A QDRO is a Special Document for Dividing Retirement Accounts in Divorce
Summary: A QDRO (“Qualified Domestic Relations Order”) is a document that tells a retirement account administrator how they should divide a retirement account. Even if you are divorced and your divorce agreement explains how to divide a retirement account, a retirement account administrator will not take money out of a person’s retirement account unless they are given a QDRO.
A QDRO (“Qualified Domestic Relations Order”) is a document that tells a retirement account administrator how they should divide a retirement account. When you get divorced, for example, your division of marital property may include the division of a retirement account, such as a 401k or 403b. Even if your divorce agreement spells out how the account should be divided, a retirement account administrator will not take money out of a person’s retirement account unless they are given a QDRO. The Employee Retirement Security Act (ERISA) of 1974 was designed to protect a person’s retirement account, and it defines what domestic relations orders count as “qualified” and can be the basis for taking money from a worker’s retirement account.

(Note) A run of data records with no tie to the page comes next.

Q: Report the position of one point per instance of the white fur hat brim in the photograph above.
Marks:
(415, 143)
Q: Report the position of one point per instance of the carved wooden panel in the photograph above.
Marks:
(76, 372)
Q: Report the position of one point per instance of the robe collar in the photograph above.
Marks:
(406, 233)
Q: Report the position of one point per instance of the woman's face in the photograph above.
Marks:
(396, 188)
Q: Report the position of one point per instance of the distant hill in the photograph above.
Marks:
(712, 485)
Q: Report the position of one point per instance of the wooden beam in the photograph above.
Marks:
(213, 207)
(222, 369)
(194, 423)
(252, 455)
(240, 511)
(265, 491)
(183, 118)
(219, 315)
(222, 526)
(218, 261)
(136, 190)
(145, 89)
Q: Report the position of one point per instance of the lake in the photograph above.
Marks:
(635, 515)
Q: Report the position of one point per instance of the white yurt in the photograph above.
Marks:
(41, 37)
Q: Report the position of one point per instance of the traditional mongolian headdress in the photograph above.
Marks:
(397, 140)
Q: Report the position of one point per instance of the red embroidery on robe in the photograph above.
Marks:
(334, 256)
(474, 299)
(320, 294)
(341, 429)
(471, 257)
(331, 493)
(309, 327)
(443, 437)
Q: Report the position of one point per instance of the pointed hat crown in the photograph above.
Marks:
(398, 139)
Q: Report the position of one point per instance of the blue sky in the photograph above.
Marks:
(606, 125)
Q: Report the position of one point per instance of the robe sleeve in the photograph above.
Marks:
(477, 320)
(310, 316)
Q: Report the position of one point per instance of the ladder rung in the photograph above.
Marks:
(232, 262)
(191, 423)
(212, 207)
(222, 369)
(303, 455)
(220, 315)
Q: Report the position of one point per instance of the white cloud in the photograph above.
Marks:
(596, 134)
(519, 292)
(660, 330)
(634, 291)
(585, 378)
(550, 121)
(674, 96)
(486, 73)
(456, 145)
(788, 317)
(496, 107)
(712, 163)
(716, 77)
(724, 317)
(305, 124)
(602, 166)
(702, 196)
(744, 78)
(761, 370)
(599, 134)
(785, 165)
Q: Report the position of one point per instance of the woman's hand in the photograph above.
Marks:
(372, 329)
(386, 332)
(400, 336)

A QDRO is usually prepared by a lawyer, accountant, or divorce financial expert such as Massachusetts QDRO attorney Julia Rueschemeyer. You do not need a QDRO to get divorced, but you DO need a QDRO in order to actually divide the money. A good divorce agreement spells out the details of exactly how a retirement account should be divided (e.g., Is it a fixed amount? Is it a fixed amount plus gains and losses between the date of divorce and the date of the actual transfer of funds). Many divorce agreements do not provide enough specificity about how the account should be divided. Since QDROs require considerable specificity, the QDRO preparer is sometimes forced to guess at the intentions of the divorcing parties or simply make up some of the details. For that reason, it’s always best to arrange for a QDRO and begin QDRO preparation before the divorce agreement is finalized and signed.

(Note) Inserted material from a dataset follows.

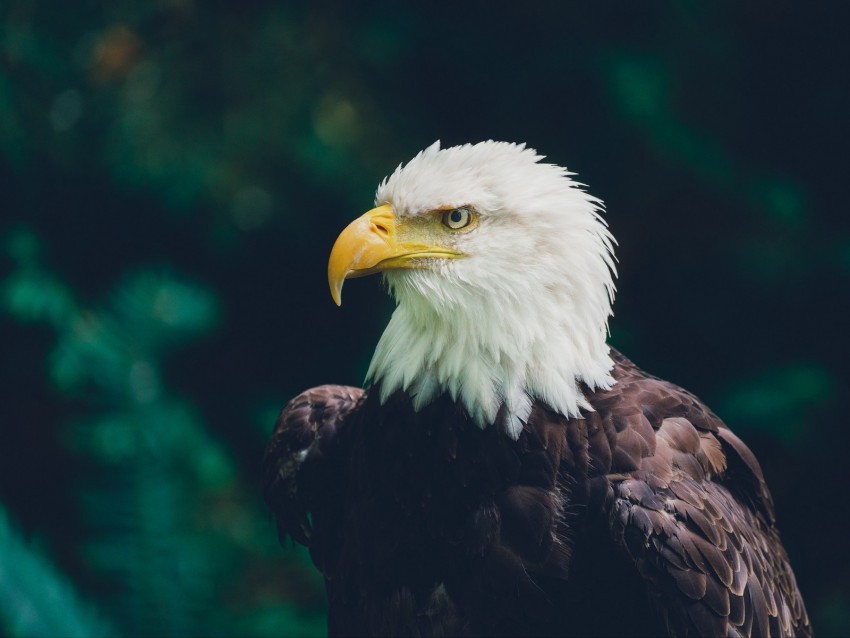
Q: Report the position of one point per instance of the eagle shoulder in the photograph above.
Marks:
(686, 501)
(297, 465)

A QDRO typically takes 2-3 months. In theory, it could be done within a week or two, but many different people have to review the document, and each person can easily delay the process by days, weeks, or even months. After the QDRO is prepared, it is sent to both parties and their attorneys for approval. After they have approved it, it is generally sent to the retirement plan for “pre-approval”. This step can take weeks or months, especially if you are dealing with a public pension (rather than a 401k or 403b from a private company). After pre-approval, the QDRO must be submitted to the court where you were divorced for certification by a judge. After certification, the certified QDRO can finally be sent to the retirement account administrator along with information about where the money from the account should be transferred to.